Taylor • 20. First time mom.
Hello, my name is Taylor. Im 20 and a ftm. My son is my pride and joy, & honestly probably the only thing holding me together. I feel crazy, I just wish i could stop caring about certain things. I have no one to talk to because everyone's answer is always 'just leave'. I have been inlove with the father of my child since i was 17, and at 19 had my first child with him. My son had a neonatal stroke, was born seizing, and had liver, kidney, and a severe amount of brain damage. It has been very had for me to cope with this, I love him to death and I never imagined him having to face these problems in life and it was a total shock when i was rushed into an emergency csection.
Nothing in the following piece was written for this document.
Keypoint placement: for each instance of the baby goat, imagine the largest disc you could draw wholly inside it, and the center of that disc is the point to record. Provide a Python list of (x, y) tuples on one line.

Between that and the father of my child being an addict I dont know what to do. He is constantly leaving at night and coming home at 6-7 in the morning. I go nut, I cry til i hyperventilate. Like just now, he decides to leave at 3 in the morning.. I know I should just walk away but i swear it is the hardest thing to do. I think something is wrong with me, and I pray and pray for god to show me the way. Im still hanging on but Im slowly losing myself. Im sorry for this long post, but i needed to vent and facebook is just not the place considering my family hates for people to air their dirty laundry. Once again im sorry, i really just needed to type this and try to make myself fall asleep before i sit up all night alone with my son asleep just overthinking and crying.